Congenital uterine anomalies are the most common anomalies of the female reproductive system [1]. Organogenesis, fusion, and septal resorption are essential steps for the physiological formation and transformation of the Müllerian ducts. The resorption of midline tissue occurs in the 20th week of gestation, initiating the development of the uterus, the cervix, and the fallopian tubes [2]. The development of these entities may be impaired at any of the abovementioned stages. The production of testosterone and the anti-Müllerian hormone (AMH) in genetic males (46,XY) causes regression of the Müllerian ducts. Therefore, in genetic female embryos (46,XX) the absence of Y chromosomes allows the Müllerian ducts to develop into the abovementioned organs [2].

Seven major categories of anomalies have been defined by the American Fertility Society [3]. Uterine agenesis/hypoplasia or a unicornuate uterus are caused by dysfunction during early organogenesis, resulting in the absence of one or both Müllerian ducts. Failure of canalization causes a unicornuate uterus with a rudimentary horn, which also appears in the early stages of embryogenesis (7-8 weeks of gestation). Furthermore, a bicornuate uterus or didelphys is caused by failure of fusion of the ducts. A septate or arcuate uterus results from subsequent resorption of the central septum (Table 1). An embryological connection has been identified between the Müllerian and Wolffian systems [4]. Therefore, there is a notable coincidence of renal anomalies in patients with congenital malformations of the female genital tract. The presence of renal anomalies in patients with a unicornuate uterus is as high as 40.5% [5]; a one-sided renal agenesis was diagnosed in 28% [6]. Therefore, anomalies of the renal system must be taken into account in patients with Müllerian malformations.

Table 1 Correlation between stage of dysfunction of the Müllerian ducts and anomalies
Full size table

A unicornuate uterus is believed to account for 2% to 13.7% of all uterovaginal anomalies [7]. A non-communicating rudimentary uterine horn was reportedly observed in 7-48% of cases of a unicornuate uterus [8]. Generally, the appearance of a rudimentary horn is rare (0.06%).
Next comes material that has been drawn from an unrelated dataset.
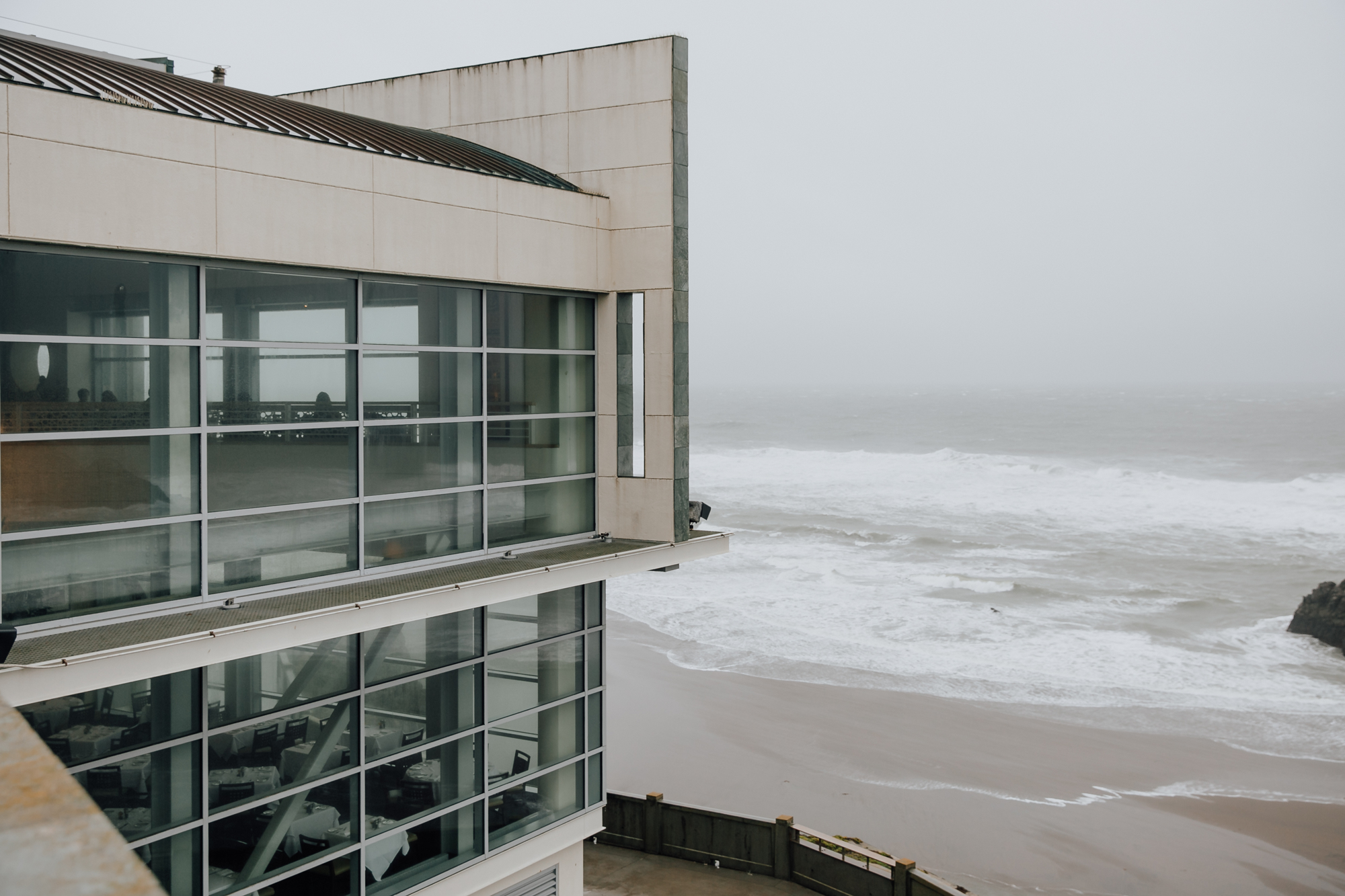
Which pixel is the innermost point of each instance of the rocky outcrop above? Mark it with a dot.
(1323, 615)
The rudimentary horn was shown to be associated with a poor reproductive prognosis and a high frequency of cornual pregnancy, endometriosis, and dysmenorrhea.

The treatment usually consists of laparoscopic excision or reconstruction of the affected anatomical structures. Due to the rare incidence of this entity, its diagnosis and surgical treatment remain a challenge. The treatment must be established individually after thorough counseling. Notably, case reports of the experimental treatment of Müllerian anomalies paved the way for the improvement in their diagnosis and surgical treatment [9, 10].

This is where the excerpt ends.